IN/OUT OF BED TECHNIQUE: Put bed flat, and with head lower than feet, when you first put her in bed. Let gravity help you position her so that she is not too far down in the bed and so that the raised head will support her back and not break at her neck. Center her as best you can in the bed. Have her bend her knees and you support neck and back and scooch her up with a "1-2-3" so that she pushes as you pull. Once she is situated, rais the head to comfortable level.

IN/OUT OF CHAIR TECHNIQUE: The "Dance": She puts her hands/arms around your neck and with a "1-2-3" you lift (be very careful to lift with your legs and not put your back out). Take a few seconds to steady her on her feet. Tell her to "straighten your back" and she will. Slowly turn her to position her on the walker seat. This is the most difficult. She will complain a lot because it will confuse her and she will not be able to move very quickly. IT IS AT THIS TIME THAT POSES MOST RISK FOR SKIN TEARS IT SEEMS. You have to have the walker close to you, but it has a lot of things that stick out and that she can rub up against as you turn, and you are sort of blind to them as she holds onto you. Just be careful. I'm sure you can figure it out.
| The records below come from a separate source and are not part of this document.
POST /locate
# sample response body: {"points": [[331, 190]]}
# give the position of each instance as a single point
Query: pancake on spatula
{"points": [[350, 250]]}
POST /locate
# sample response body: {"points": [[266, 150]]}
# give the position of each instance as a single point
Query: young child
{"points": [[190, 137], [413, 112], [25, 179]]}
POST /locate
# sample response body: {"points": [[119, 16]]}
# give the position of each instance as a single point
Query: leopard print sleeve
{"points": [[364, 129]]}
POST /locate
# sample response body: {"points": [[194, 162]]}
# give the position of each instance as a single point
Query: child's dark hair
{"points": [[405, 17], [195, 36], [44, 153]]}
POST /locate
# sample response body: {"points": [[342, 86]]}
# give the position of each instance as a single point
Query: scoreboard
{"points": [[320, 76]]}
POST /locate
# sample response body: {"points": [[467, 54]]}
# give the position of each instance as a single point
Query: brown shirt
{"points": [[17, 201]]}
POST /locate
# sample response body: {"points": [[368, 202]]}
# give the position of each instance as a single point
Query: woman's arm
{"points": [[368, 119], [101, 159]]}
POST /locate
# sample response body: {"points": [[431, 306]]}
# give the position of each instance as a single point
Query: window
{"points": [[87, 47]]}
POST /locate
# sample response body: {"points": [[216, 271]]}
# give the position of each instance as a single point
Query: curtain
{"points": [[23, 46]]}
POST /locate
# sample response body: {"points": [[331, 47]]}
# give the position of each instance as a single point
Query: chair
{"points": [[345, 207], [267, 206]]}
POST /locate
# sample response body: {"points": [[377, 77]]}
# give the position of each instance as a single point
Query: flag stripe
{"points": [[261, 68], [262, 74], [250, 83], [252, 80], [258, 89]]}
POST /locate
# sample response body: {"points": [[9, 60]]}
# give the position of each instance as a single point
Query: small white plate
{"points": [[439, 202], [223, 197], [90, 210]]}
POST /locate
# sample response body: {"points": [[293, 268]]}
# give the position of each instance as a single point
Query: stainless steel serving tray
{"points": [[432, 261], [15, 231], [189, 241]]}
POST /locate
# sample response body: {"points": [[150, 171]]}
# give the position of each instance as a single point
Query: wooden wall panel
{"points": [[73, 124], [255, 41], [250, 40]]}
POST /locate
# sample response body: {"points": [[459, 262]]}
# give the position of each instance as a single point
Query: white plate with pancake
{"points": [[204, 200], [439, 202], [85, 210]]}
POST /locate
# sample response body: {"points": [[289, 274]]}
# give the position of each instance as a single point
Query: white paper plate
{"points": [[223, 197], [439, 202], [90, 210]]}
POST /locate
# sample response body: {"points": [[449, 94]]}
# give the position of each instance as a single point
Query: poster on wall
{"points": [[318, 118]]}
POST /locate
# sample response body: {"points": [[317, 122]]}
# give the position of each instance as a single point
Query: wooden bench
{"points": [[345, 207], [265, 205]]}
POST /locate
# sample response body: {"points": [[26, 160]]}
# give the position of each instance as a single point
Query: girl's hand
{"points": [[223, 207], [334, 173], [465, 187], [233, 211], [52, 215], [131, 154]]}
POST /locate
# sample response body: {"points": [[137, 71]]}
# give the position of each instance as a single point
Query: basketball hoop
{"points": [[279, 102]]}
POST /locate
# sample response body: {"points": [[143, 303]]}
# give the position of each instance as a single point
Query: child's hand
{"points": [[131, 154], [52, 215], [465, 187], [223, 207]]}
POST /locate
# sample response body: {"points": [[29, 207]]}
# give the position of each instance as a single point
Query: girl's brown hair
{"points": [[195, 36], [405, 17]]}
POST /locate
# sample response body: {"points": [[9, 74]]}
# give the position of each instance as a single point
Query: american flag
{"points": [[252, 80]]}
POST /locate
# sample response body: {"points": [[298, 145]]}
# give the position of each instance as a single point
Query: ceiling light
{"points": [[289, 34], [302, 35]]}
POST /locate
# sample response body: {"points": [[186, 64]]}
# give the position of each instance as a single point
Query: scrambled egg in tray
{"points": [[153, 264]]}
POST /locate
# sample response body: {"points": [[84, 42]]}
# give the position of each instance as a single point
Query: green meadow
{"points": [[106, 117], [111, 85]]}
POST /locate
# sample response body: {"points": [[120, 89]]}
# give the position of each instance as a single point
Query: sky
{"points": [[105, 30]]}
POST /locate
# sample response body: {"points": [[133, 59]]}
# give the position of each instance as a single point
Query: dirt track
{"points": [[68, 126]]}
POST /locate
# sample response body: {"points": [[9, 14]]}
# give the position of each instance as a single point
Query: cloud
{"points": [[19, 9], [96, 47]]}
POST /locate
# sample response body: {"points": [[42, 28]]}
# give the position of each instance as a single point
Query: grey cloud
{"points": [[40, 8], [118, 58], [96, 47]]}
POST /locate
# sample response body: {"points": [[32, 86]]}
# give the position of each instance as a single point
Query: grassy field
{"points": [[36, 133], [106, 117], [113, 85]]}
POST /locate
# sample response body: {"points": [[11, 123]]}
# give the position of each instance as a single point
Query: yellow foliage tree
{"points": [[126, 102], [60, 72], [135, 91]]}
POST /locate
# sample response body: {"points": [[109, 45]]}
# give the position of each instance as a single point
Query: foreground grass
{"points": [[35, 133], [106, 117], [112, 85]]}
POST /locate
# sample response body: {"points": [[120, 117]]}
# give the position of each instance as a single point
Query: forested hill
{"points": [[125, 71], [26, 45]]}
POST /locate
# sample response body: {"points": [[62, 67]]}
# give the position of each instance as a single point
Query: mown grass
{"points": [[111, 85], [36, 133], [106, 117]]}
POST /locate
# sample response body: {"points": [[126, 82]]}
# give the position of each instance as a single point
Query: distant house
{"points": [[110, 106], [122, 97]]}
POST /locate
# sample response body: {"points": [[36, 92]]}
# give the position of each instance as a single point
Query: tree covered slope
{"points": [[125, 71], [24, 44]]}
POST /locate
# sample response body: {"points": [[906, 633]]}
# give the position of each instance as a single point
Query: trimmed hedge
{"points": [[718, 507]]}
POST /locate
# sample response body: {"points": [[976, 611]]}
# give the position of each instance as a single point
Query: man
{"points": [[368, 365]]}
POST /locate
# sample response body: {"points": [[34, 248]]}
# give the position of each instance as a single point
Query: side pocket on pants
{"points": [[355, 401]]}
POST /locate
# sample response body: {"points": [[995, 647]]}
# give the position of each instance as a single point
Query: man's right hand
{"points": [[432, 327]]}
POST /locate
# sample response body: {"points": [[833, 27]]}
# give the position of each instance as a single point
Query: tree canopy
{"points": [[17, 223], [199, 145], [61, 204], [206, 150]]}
Also, the walker tends to scoot away from you on the rug in the kitchen (not so much in the bedrood) as you lower Mom to the seat. You need to put something that blocks it behind the wheel. A pillow works.

PACEMAKER DEPENDENCE: Some have been wondering what this means. Again, conferred with Andy and his explanation was that it means is that if the pacemaker should stop for some reason, which is very unlikely as these things go forever, she will have to rely on her heart to generate the beat and her heart is now only beating 40 times per minute (I think normal is 60? or 90?). She would experience a marked decrease in motor abilities, etc. if it should stop and she would have to rely on her own beat generation. Her heart should have an indepedent beat generation point absent the pacemaker - which can be determined at any pacemaker check by the technician. Maybe Gaucher's office already knows what this is......? Per Andy, the pacemaker will most likely outlive her.
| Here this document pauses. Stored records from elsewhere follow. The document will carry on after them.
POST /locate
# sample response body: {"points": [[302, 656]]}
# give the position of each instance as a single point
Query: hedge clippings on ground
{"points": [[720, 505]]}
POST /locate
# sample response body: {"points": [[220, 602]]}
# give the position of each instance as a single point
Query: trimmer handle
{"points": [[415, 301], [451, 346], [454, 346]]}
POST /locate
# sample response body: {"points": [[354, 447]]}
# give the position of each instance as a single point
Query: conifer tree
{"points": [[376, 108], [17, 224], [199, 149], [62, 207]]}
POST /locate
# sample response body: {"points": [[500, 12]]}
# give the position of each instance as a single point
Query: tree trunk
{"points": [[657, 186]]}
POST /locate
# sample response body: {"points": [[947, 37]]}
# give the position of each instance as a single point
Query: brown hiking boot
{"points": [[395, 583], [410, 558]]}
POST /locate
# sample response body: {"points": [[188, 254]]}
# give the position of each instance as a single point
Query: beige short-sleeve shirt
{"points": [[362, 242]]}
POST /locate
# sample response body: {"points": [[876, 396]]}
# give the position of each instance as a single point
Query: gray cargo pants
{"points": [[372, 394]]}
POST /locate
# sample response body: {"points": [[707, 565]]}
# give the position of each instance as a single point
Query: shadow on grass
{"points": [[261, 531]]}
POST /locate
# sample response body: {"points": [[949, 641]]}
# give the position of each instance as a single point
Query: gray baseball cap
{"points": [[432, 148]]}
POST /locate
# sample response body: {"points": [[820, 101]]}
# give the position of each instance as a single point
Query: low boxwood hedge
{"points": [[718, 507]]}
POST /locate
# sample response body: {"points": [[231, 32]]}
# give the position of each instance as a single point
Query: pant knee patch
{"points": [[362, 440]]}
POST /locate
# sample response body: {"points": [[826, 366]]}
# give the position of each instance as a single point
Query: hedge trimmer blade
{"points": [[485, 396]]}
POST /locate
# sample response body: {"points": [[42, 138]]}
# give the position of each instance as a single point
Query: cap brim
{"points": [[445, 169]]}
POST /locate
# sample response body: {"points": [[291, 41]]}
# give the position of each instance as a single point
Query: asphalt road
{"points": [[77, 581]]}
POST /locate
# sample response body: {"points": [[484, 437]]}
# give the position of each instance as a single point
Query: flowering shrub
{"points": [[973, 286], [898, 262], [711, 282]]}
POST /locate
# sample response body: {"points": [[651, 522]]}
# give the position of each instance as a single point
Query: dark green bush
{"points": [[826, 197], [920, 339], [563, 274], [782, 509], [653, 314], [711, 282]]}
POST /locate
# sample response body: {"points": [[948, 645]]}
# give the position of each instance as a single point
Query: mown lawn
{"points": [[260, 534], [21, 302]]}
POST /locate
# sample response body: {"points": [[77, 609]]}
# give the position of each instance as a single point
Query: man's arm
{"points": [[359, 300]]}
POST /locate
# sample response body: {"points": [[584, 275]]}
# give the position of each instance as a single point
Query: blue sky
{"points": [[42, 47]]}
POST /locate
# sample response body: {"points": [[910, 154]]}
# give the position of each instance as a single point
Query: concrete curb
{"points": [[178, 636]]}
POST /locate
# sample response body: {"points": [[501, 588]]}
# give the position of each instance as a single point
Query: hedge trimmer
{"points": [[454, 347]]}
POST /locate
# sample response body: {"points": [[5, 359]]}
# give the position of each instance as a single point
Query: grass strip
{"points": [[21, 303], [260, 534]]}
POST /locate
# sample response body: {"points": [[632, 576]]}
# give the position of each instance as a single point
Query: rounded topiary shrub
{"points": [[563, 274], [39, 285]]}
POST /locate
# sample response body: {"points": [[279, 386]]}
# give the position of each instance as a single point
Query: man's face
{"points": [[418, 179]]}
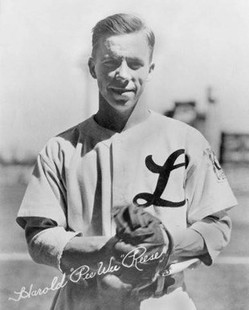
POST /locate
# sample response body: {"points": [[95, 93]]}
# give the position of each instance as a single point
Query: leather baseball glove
{"points": [[142, 248]]}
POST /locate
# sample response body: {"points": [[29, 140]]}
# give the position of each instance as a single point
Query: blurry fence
{"points": [[234, 148]]}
(As a side note: pacemakers last so long, are in such demand and are so valuable ($60,000) that people are now "harvesting" them after their loved ones' deaths and selling them. Recent court cases have been argued about who "owns" the pacemaker". Is it the insurance company or the patient?)
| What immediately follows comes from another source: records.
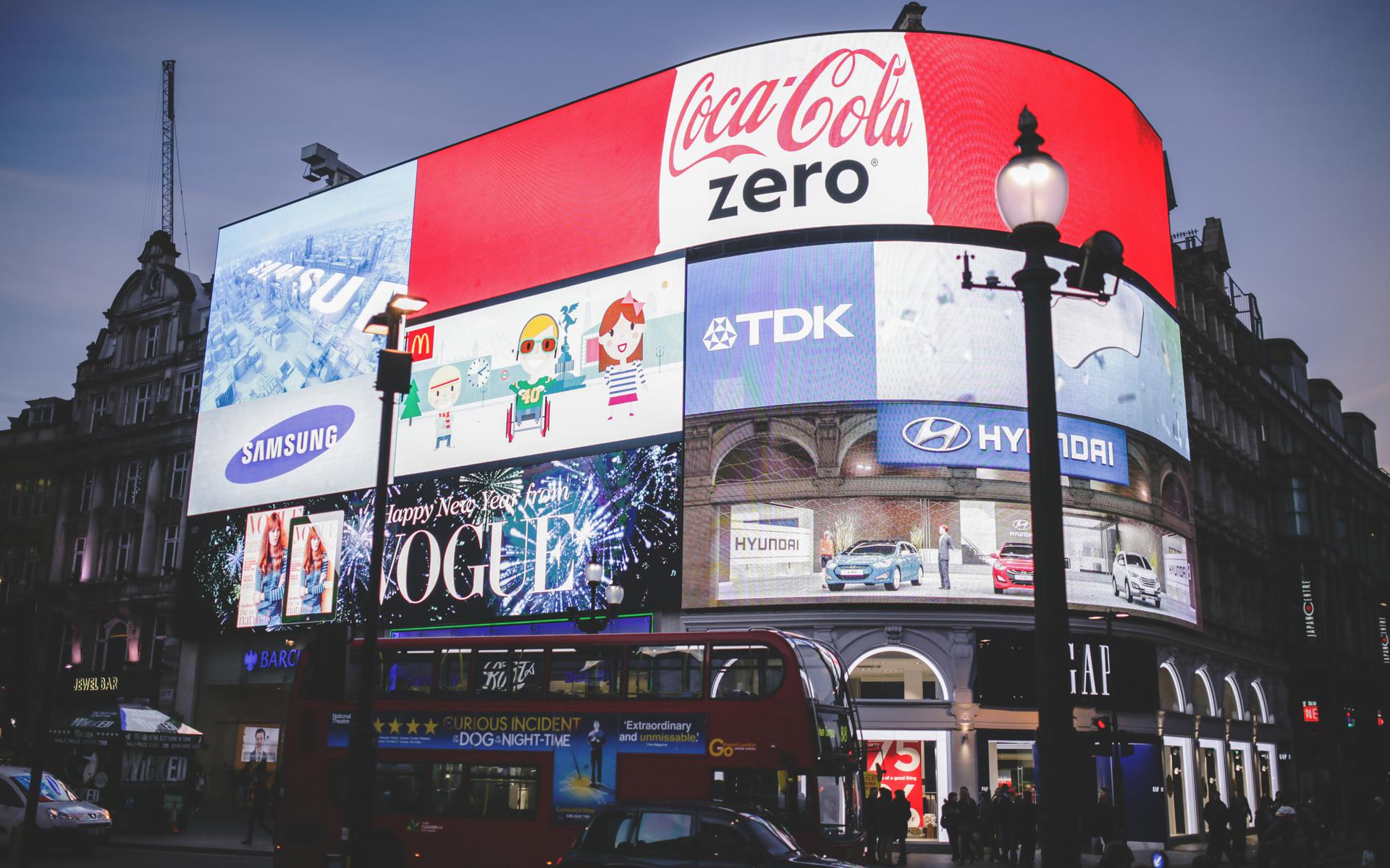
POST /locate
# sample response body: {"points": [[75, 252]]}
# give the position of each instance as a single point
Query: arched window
{"points": [[1258, 706], [1175, 496], [1171, 691], [1231, 704], [896, 673], [1204, 699], [764, 458]]}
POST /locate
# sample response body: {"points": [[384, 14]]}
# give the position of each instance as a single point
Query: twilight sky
{"points": [[1273, 114]]}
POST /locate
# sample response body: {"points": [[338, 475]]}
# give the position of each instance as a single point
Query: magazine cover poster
{"points": [[314, 546], [264, 567]]}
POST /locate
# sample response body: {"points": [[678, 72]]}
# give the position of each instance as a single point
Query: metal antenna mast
{"points": [[167, 178]]}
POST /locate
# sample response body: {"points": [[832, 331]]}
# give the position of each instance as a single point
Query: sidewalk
{"points": [[213, 831]]}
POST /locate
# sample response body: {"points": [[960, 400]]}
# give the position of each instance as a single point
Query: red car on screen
{"points": [[1012, 568]]}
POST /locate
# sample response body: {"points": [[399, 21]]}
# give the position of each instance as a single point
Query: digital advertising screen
{"points": [[888, 321], [314, 551], [513, 542], [560, 371], [264, 567], [833, 551]]}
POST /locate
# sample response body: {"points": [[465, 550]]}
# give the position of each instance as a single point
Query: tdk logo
{"points": [[936, 434], [788, 324]]}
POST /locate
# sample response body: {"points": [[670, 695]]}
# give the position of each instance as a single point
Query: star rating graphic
{"points": [[720, 334]]}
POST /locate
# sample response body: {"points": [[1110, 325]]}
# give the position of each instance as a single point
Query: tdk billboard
{"points": [[969, 436]]}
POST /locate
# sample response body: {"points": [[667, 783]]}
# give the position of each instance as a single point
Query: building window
{"points": [[127, 484], [88, 492], [17, 494], [170, 558], [190, 384], [178, 475], [1296, 508], [140, 405], [157, 639], [124, 544], [98, 412], [78, 557], [42, 487]]}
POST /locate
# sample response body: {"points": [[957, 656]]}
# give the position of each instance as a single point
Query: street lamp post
{"points": [[597, 620], [392, 379], [1032, 193]]}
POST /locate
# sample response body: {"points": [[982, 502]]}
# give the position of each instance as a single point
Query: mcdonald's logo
{"points": [[420, 342]]}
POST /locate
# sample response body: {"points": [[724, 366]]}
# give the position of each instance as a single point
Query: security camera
{"points": [[1103, 253]]}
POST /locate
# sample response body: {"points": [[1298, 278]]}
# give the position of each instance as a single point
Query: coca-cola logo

CLOTHING: She is taking to the dresses I have bought except for one which she described as "the ugliest thing she has ever seen" and she "would never wear it in a million years". Needless to say, I am returning it but two out of three ain't so bad. If you intend to contribute any, be sure to keep the receipt.

1 comment:

Anonymous said...

fantastic update ... thx ... I know she will enjoy your veggie soup.